The rice fields of Bali were actually one of the highlights of our whole trip. Every ride is an adventure amongst the muddy paddies, as the singletrack connecting the fields can just disappear beneath you. There is almost always an alternative route which will take you through a hidden village, past a beautiful temple or under some rich forest canopies.
One morning over breakfast, Alee and I decided we wanted to summit a peak with our bikes, then ride down the other side to some roads we hadn’t yet explored. We managed to wrangle a lift into the mountains with some friends, and the next thing we knew we were skating our way up clay trails that had become completely unridable due to the sheer quantity of rainfall in the days prior.
Pushing our bikes became the theme of the day. For the first couple of hours we were pushing up, up, up – and if we weren’t pushing we were riding out-of-control down the steep and slippery hiking trails. The further we walked, the more we were committing to trails with dead ends.
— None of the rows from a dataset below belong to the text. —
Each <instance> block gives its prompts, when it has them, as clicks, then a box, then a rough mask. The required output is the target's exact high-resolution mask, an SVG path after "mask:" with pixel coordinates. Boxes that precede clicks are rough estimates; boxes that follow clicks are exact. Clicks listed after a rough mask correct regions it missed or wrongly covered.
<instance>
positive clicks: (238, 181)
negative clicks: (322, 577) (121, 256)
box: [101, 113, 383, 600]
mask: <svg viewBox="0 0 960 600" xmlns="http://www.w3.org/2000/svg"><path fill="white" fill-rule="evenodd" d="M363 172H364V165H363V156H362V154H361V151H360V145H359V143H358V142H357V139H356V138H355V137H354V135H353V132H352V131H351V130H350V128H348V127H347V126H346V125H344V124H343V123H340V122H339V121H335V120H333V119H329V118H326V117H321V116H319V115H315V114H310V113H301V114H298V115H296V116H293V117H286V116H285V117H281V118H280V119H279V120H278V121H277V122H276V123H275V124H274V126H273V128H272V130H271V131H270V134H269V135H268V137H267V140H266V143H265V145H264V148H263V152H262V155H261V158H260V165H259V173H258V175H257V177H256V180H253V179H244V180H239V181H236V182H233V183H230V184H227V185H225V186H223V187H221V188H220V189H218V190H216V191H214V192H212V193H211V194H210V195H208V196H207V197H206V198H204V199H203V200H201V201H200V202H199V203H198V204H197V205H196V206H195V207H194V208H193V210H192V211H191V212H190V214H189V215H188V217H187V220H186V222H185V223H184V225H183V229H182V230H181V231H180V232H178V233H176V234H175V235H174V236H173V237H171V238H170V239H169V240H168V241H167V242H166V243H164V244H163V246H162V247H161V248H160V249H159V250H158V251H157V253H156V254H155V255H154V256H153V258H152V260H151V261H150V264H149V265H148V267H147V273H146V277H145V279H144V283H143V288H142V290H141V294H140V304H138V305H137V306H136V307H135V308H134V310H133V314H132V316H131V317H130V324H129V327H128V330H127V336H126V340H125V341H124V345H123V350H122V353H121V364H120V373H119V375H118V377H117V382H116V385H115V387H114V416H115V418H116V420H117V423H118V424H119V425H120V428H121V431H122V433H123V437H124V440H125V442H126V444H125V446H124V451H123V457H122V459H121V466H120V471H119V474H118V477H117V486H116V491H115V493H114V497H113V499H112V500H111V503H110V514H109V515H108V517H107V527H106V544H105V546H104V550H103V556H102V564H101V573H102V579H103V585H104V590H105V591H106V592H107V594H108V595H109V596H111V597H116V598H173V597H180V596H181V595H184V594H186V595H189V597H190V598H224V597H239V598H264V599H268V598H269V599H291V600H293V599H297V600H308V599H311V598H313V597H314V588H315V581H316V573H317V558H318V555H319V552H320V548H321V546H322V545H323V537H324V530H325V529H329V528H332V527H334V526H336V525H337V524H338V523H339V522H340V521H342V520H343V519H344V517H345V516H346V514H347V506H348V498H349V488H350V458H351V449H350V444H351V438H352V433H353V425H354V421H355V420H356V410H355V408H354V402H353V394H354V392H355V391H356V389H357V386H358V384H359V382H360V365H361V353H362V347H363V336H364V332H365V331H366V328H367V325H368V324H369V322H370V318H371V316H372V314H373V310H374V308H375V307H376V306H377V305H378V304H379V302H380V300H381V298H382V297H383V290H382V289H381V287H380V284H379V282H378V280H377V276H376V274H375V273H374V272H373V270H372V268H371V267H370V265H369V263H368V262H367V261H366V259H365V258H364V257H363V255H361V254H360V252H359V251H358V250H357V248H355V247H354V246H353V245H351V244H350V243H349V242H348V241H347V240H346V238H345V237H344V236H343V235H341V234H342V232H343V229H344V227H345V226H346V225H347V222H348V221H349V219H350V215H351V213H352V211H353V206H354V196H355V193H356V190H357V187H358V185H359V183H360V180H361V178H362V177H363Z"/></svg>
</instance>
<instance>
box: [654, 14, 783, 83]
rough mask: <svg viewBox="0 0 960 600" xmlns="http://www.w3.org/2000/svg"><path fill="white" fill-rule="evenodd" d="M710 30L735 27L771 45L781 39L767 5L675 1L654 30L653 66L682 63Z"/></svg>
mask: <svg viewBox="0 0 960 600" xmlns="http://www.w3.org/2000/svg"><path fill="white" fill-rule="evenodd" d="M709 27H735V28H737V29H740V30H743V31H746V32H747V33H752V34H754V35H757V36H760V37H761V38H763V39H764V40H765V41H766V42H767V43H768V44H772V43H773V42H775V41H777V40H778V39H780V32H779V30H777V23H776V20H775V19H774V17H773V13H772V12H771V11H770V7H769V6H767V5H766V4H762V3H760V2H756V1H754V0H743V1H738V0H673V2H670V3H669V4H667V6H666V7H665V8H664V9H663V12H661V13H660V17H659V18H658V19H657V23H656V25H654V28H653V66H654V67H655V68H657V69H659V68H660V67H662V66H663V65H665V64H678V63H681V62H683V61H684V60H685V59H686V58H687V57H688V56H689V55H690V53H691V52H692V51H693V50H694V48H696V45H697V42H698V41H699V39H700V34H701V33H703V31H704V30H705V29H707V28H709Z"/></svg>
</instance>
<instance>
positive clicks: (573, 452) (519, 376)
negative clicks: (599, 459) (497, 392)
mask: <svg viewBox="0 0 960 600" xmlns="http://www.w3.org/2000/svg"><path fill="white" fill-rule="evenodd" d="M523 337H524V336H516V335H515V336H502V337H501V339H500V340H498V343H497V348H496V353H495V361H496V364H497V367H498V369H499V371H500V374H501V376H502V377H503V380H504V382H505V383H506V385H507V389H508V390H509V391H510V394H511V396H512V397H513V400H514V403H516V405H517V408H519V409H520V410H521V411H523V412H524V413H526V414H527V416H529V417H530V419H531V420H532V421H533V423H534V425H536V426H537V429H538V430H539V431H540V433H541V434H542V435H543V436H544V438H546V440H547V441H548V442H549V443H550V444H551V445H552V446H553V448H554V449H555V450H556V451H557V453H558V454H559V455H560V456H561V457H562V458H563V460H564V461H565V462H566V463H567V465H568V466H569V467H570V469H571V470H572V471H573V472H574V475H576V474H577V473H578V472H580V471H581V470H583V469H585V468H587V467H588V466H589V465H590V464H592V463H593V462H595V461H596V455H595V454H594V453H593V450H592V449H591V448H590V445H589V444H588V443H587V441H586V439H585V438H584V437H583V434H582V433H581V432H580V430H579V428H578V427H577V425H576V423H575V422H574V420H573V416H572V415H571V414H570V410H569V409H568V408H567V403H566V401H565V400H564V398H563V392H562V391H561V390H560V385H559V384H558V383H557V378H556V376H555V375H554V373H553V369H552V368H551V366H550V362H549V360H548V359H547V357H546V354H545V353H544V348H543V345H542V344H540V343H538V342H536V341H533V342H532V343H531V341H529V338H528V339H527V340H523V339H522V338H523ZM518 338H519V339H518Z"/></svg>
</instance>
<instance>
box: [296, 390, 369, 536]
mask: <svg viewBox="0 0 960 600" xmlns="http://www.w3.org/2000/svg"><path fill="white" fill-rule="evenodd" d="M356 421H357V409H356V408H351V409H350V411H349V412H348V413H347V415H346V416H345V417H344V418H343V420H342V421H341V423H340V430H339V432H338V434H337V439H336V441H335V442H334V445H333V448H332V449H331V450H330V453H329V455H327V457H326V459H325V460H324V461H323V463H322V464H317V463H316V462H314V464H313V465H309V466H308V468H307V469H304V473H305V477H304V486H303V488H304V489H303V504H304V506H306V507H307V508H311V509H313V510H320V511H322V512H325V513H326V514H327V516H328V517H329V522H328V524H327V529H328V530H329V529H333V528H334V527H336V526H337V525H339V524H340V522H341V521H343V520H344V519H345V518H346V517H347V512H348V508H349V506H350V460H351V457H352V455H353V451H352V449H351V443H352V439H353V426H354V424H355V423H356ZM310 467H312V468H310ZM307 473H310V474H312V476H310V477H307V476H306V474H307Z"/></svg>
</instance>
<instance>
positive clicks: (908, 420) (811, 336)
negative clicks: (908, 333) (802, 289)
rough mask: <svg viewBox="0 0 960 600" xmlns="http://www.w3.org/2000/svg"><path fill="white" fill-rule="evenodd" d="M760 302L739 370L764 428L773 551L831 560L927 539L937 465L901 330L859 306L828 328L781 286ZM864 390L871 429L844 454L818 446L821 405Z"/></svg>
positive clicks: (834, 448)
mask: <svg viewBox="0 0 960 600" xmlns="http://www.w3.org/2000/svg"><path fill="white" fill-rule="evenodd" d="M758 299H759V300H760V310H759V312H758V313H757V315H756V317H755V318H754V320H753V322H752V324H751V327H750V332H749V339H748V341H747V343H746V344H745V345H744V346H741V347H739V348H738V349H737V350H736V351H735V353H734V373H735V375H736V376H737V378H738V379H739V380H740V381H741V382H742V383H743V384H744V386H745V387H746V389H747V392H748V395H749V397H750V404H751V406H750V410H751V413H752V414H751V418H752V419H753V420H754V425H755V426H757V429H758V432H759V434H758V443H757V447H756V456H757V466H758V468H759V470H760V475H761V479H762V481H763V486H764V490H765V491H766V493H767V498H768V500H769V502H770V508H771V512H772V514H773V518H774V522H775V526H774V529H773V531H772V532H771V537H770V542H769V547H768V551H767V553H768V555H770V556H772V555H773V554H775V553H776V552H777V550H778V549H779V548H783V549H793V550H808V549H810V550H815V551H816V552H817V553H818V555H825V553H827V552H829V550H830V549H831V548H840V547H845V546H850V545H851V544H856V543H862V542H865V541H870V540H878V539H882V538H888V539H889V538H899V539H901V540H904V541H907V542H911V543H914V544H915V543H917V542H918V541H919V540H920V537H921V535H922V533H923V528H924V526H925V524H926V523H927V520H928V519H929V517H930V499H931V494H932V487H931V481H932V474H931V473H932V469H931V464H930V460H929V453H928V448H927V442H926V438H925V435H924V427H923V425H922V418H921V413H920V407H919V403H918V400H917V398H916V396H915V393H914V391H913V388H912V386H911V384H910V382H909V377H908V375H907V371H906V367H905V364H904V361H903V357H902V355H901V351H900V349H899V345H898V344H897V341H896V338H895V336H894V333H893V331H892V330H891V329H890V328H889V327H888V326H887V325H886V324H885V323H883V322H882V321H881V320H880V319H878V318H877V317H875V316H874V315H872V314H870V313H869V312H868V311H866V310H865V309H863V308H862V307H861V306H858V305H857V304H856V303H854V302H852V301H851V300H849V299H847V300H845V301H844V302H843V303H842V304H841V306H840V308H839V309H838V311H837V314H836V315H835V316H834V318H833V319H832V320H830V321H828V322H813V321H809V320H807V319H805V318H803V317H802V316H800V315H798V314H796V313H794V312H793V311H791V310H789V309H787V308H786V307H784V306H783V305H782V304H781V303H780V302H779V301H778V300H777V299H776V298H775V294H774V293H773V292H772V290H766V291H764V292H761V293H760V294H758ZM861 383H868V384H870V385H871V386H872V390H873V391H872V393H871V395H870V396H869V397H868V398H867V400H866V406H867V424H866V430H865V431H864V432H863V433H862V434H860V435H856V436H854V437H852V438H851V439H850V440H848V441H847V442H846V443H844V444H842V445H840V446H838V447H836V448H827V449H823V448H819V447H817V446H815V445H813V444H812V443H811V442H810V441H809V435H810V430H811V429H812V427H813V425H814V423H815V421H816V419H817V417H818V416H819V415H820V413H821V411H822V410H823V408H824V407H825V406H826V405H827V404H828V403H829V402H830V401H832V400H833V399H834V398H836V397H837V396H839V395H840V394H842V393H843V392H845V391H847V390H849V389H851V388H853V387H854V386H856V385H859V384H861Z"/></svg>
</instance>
Taking a look at Alee’s phone, we were now also hiking in the wrong direction. But after a few hours of bikes-on-backs, we were starting to hear road noise.
Escaping the jungle was a relief. As fun as it had been, if it were any longer, I think we’d have gotten very frustrated with the bikes. But the hardship of the hike-a-bike was almost lost after only a few kilometres on the best road in Bali! The road was like a roller coaster, taking the steepest, fastest lines up and down the volcanic hills – wide enough to fit just one car, however with not a car in sight.
The surface was smooth as glass, the freshly-laid bitumen offering ample grip around the banked corners. The icing on the cake was a recently painted white line dividing us and the scooters heading the other way, forcing us to keep left and take the corners tight. This was our bike path in the mountains. This road was perfect!
On another day, we went on a mission to find the ‘black dirt’ we had heard so much about. One of the sides of Mt Batur – the most active volcano in Bali – was black all over. We were hoping to capture some awesome shots amongst the volcanic rock, but we didn’t really have any idea which roads would get us there – so we made it up. After hours of frustrating dead ends and hiking across fields of grass and rock with bikes-on-shoulders we made it! It was such a surreal experience riding on what felt like a movie set.
Capping it off, Alee and I cut a full lap of the island to make sure no stones were left unturned. After riding most roads in the central region, we couldn’t leave without knowing what existed in every corner. In fact, nobody we had met had even been to the western region.
As it turned out, the circumnavigation of Bali was a bit of a non-event. The main road is busy and there are very few opportunities for back roads. My advice for anyone heading to Bali with a bike is to focus on the mountainous central ridgeline and eastern coastline!
Throughout my “off-season”, I managed to discover that Bali is an ideal cycling destination. Leaving the main tourist hubs and resorts you’ll be amazed by how hospitable the people are … and there are smooth roads and great climbs all over the island. Covering large daily distances also helped me to put some big base kays in my legs for the season to come.
Thanks to Alee for being a great travelling partner and for putting together our four-part video blog series. Thanks to Giant Bicycles Australia for providing us with the Giant Talon mountain bikes, and thanks to The Chillhouse for accommodating our weary bodies and ensuring that our Bali experience was the best it could be!
I’m really looking forward to what the next off-season holds.